RolnickLab · mihow · Jun 26, 2026 · May 1, 2026 · May 1, 2026 · May 1, 2026
diff --git a/ami/main/admin.py b/ami/main/admin.py
@@ -13,6 +13,9 @@
 from ami import tasks
 from ami.jobs.models import Job
 from ami.ml.models.project_pipeline_config import ProjectPipelineConfig
+from ami.ml.post_processing.admin.actions import make_post_processing_action
+from ami.ml.post_processing.admin.small_size_filter_form import SmallSizeFilterActionForm
+from ami.ml.post_processing.small_size_filter import SmallSizeFilterTask
 from ami.ml.tasks import remove_duplicate_classifications
 
 from .models import (
@@ -34,6 +37,30 @@
     Taxon,
 )
 
+# PostgreSQL ``bigint`` upper bound. The primary keys on these models are
+# BigAutoField, so an all-digit search term longer than this cannot be a valid id.
+_BIGINT_MAX = 9223372036854775807
+
+
+class IdSearchAdminMixin:
+    """Treat an all-digit admin search term as an exact primary-key lookup.
+
+    The ids on these models are numeric and their text search fields (taxon and
+    determination names, image paths) never are, so a bare number is unambiguous and
+    jumps straight to that row. Anything else falls through to the normal
+    ``search_fields`` search. A number too large to be a valid id returns no results
+    rather than raising a database ``DataError``.
+    """
+
+    def get_search_results(self, request: HttpRequest, queryset: QuerySet[Any], search_term: str):
+        term = search_term.strip()
+        if term.isdigit():
+            pk = int(term)
+            if pk > _BIGINT_MAX:
+                return queryset.none(), False
+            return queryset.filter(pk=pk), False
+        return super().get_search_results(request, queryset, search_term)  # type: ignore[misc]
+
 
 class ProjectPipelineConfigInline(admin.TabularInline):
     model = ProjectPipelineConfig
@@ -355,6 +382,9 @@ def get_queryset(self, request: HttpRequest) -> QuerySet[Any]:
 class ClassificationInline(admin.TabularInline):
     model = Classification
     extra = 0
+    # Link each row to its Classification change page, where the full scores /
+    # logits and the applied_to chain (post-processing provenance) are visible.

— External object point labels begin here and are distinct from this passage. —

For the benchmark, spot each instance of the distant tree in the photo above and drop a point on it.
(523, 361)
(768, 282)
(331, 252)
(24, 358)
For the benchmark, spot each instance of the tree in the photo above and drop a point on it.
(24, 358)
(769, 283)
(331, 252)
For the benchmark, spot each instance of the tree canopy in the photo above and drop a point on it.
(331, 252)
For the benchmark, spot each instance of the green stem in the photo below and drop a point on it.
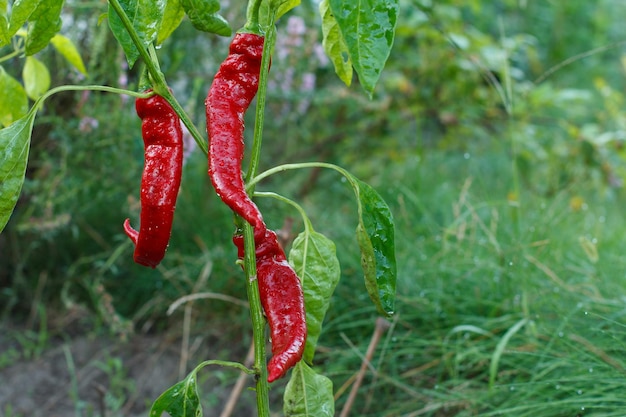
(11, 55)
(256, 309)
(154, 71)
(300, 165)
(259, 119)
(160, 85)
(258, 322)
(252, 17)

+    show_change_link = True
     fields = (
         "taxon",
         "algorithm",
@@ -378,6 +408,9 @@ def get_queryset(self, request: HttpRequest) -> QuerySet[Any]:
 class DetectionInline(admin.TabularInline):
     model = Detection
     extra = 0
+    # Link each row to its Detection change page, where the classifications
+    # inline shows which algorithms (including post-processing) were applied.
+    show_change_link = True
     fields = (
         "detection_algorithm",
         "source_image",
@@ -395,7 +428,7 @@ class DetectionInline(admin.TabularInline):
 
 
 @admin.register(Detection)
-class DetectionAdmin(admin.ModelAdmin[Detection]):
+class DetectionAdmin(IdSearchAdminMixin, admin.ModelAdmin[Detection]):
     """Admin panel example for ``Detection`` model."""
 
     list_display = (
@@ -409,11 +442,32 @@ class DetectionAdmin(admin.ModelAdmin[Detection]):
     )
 
     autocomplete_fields = ("source_image", "occurrence")
+    # A digit term jumps to that detection by id (IdSearchAdminMixin); text searches path.
+    search_fields = ("source_image__path",)
+    # Skip the extra unfiltered COUNT(*) the changelist runs for its total; on a large
+    # table that count is as expensive as the page query it accompanies.
+    show_full_result_count = False
 
     def get_queryset(self, request: HttpRequest) -> QuerySet[Any]:
-        qs = super().get_queryset(request)
-        return qs.select_related("source_image", "occurrence").annotate(
-            classifications_count=models.Count("classifications"),
+        from django.db.models.functions import Coalesce
+
+        qs = super().get_queryset(request).select_related("source_image", "occurrence")
+        # Correlated subquery instead of Count("classifications") + GROUP BY. The
+        # grouped aggregate over the whole detection x classification join must run
+        # before ORDER BY ... LIMIT can take a page, which on a large table is slow
+        # enough to exhaust work_mem and error out. The subquery runs only for the
+        # rows on the page. Coalesce maps "no classifications" to 0.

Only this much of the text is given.